Damon Wilson, vice presidente del Consiglio Atlantico, ha fatto un commento simile al servizio serbo della Voce d'America, citando la mancanza di progressi in alcune delle priorità politiche americane, come l'Iran e la Corea del Nord.
Anche nei Balcani occidentali, non è facile raggiungere il successo, ma ci sono stati democratici che vogliono far parte dell'Occidente e avere una visione comune per la regione come parte dell'Europa. Questo ci dà l'opportunità di contribuire, e anche se può sembrare difficile, rispetto all'Iran, alla Corea del Nord e al Venezuela, è semplicissimo, ha detto.
James Hooper, ex diplomatico del Dipartimento di Stato, dice che un successo nei Balcani, sarebbe politicamente utile al presidente Trump in questo momento.
“Così può dimostrare che il processo per licenziamento non lo distrae dal suo focus sulla sicurezza nazionale e gli affari internazionali, \x1>, ha detto la Voce dell'America.
Aggiunge che un successo nella politica estera potrebbe aiutare il signor Trump nella campagna per la rielezione.
Ma il signor Wilson dice che l'impatto sulle elezioni non dovrebbe essere esagerato.
“Non si può dire che si tratta di un problema che può garantire il sostegno degli elettori Aevas”, ha detto, riferendosi allo stato in cui i primi voti per l'elezione dei candidati presidenziali saranno tenuti all'inizio di febbraio.

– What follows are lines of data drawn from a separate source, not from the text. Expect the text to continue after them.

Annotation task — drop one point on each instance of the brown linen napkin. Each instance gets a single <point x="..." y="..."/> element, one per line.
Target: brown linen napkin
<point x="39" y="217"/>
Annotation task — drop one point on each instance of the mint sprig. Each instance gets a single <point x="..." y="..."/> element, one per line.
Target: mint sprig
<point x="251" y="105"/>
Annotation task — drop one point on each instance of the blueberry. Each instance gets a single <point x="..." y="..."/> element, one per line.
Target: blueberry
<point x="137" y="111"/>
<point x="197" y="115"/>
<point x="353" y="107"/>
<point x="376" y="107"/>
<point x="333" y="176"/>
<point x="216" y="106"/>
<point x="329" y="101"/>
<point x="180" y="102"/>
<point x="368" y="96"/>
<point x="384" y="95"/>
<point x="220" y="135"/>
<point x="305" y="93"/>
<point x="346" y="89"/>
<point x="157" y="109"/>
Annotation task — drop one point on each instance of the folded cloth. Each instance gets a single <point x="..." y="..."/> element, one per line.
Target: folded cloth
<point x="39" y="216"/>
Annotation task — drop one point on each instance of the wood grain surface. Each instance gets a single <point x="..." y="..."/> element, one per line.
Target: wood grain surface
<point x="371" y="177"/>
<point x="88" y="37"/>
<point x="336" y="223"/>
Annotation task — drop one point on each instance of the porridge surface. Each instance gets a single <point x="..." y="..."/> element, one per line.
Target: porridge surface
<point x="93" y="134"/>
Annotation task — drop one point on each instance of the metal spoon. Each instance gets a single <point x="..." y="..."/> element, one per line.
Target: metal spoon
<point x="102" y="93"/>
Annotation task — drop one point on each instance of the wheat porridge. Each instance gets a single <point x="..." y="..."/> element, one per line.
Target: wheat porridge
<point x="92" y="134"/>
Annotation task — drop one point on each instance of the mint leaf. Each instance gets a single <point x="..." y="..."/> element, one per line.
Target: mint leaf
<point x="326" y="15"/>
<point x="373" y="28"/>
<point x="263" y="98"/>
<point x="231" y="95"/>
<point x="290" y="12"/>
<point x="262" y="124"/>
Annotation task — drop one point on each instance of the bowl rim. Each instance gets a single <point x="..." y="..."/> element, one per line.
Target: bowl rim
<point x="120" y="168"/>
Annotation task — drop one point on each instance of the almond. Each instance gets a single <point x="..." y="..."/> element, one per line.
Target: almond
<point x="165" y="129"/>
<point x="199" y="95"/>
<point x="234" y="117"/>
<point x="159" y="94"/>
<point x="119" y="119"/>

Prospettive per il progresso
Nonostante le motivazioni dell'amministrazione, il signor Hooper vede l'impegno americano come un'opportunità di progresso nelle relazioni difficili tra i due paesi.
Il “è un'occasione tangibile perché Washington sta prestando attenzione e Green è serio e ha molta influenza sulla Casa Bianca
Il signor Wilson dice che dato gli sviluppi nel mondo e negli Stati Uniti, questo impegno è ancora più significativo perché invia il segnale che...

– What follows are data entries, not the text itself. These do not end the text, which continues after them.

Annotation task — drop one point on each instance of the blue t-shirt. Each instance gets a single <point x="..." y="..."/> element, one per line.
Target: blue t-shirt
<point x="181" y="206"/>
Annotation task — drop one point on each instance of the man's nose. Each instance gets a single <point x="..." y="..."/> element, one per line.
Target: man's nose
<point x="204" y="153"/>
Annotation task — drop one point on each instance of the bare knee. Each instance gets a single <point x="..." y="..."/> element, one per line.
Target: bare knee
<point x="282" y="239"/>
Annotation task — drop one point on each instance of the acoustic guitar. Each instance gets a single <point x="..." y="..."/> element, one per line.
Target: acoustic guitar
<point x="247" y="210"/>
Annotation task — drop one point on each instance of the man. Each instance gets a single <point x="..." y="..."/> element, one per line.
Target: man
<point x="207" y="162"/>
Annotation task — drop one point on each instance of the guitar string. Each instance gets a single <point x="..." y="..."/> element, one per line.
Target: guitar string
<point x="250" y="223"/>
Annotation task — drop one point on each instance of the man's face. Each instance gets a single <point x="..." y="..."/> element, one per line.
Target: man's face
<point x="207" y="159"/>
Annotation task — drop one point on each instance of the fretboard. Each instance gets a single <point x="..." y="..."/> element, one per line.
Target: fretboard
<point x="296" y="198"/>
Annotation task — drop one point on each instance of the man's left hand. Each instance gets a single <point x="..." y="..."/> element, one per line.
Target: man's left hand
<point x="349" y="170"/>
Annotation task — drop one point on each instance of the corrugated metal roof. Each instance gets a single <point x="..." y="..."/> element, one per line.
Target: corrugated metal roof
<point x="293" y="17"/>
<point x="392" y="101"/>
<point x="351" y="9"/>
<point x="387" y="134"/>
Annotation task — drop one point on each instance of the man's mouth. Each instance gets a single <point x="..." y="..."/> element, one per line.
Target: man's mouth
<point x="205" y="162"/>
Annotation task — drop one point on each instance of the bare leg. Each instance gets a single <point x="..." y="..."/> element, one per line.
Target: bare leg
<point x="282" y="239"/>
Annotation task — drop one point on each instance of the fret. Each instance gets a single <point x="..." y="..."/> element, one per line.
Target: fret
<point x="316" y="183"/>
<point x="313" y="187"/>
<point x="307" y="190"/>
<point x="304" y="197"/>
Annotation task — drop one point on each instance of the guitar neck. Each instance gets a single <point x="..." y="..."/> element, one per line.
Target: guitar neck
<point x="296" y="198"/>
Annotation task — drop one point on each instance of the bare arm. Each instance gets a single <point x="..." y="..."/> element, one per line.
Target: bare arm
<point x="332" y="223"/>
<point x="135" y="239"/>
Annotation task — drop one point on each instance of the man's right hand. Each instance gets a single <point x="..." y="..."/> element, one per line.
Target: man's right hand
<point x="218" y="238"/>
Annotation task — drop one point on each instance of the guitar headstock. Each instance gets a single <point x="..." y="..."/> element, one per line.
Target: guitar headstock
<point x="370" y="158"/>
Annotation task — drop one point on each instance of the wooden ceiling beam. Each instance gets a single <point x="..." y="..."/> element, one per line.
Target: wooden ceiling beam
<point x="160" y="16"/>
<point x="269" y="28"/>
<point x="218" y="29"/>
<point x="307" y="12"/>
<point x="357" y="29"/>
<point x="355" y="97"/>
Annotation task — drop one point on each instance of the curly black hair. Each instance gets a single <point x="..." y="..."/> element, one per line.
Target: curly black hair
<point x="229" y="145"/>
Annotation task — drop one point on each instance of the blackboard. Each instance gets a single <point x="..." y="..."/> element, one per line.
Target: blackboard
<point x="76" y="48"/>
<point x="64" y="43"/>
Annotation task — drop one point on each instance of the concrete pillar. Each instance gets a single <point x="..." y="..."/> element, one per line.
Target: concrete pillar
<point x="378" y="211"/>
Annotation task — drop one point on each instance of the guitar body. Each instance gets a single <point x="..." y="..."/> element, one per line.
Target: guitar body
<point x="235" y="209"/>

Ci impegniamo, non lasceremo vuoti nei Balcani Occidentali, abbiamo un ruolo da svolgere e lo giocheremo con esattezza.
Prof. Alon Ben-Meir della New York University dice che sia il Kosovo che la Serbia dovrebbero approfittare di questa possibilità.
“sono i vicini, dovrebbero prendersi e dare l'un l'altro. Devono ammettere che alcune realtà sul terreno che non possono cambiare. E quando arriveranno a quel punto, in particolare la Serbia, penso che ci saranno progressi di assunzione, dice.

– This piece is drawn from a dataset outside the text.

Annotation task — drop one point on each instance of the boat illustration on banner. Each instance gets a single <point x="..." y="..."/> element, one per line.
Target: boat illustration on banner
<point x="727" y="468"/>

Al momento, tuttavia, non sembra esserci alcun segnale che questo messaggio venga ascoltato. La Serbia ha subito respinto la proposta del signor Green.
“Non accetto il segno di estrazione tra le tariffe e il ritiro dalla campagna di non riconoscimento. Abbiamo un'altra posizione nel riconoscere il Kosovo dall'America e Pristina. Vogliono che la sua indipendenza sia riconosciuta e non la vogliamo. Per quanto riguarda le tariffe, esse non seguono alcun motivo, ha detto il presidente Vucic.
Il Kosovo non ha espresso una posizione chiara e la situazione è complicata dalla mancanza di un accordo sul governo. Il governo, guidato dal primo ministro uscente Ramush Haradinaj, ha imposto le tariffe nel 2018, dopo la campagna attiva e di successo della Serbia, che il Kosovo non dovrebbe aderire all'Interpol.